Carping about carpets

 There have been a few stories I've noticed lately about people moving into social housing and being shocked & depressed that the carpets and floor coverings have been ripped out, by policy (example - BBC article). As I understand it, this is to prevent infestations continuing and because it's quicker and easier to turn the property around for its next tenants than attempting to clean it. 

This was the case when we moved into our council house a good few years ago. In fact, I still don't have carpets/floor coverings in some of my rooms because I've never had the money (or arguably, I've chosen to spend it in other ways). I am very proud of my living room carpet that I saved up for and paid for installation as well (luxury!) only a couple of years ago. In the meantime, we had had a large rug bought from a B&M or similar, and painted or varnished the floorboards where visible. I guess I'm lucky that the house has floorboards, but the utility room is concrete, and that I painted that as well. In the early days, I wanted most urgently to carpet the kids' rooms and we were given some by a neighbour for one, and managed to buy some for the other after a while. Once that was done, making do until I could afford better was fine. 

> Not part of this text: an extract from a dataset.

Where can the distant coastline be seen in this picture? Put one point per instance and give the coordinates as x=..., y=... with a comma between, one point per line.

I don't think it's a wrong policy - I've lived in some flats and moved into some places that felt bloody filthy and made my skin crawl, and some of these were supposedly cleaned for rental. And into places with fleas. Ugh! 

I worked for a Housing association and saw some pictures of houses being turned round for the next tenants and they can be left in a horrific state - there was no chance of salvaging carpet out of those. 

I'd rather a bare floor than someone else's dirt. 

Plus removing carpet and floor coverings yourself is a big job, especially if you're on your own with kids - so if the carpets were left, you might want to get rid of them, but it wouldn't be practical or affordable for you, and then you'd be stuck with it. 

At least with a bare floor, you can get it really clean, and you can chuck some paint down and some rugs as you go on. 

I'm just really grateful that we were lucky enough to get this tenancy and the chance to make it our home. Yes, it's not perfect, and I'm still working on getting it how I want it, more than a decade later, cos I'm on a low income despite working full-time. 

Other people have it far worse, of course, than I ever did, but hard as it is, I do think a clean slate of a house is better.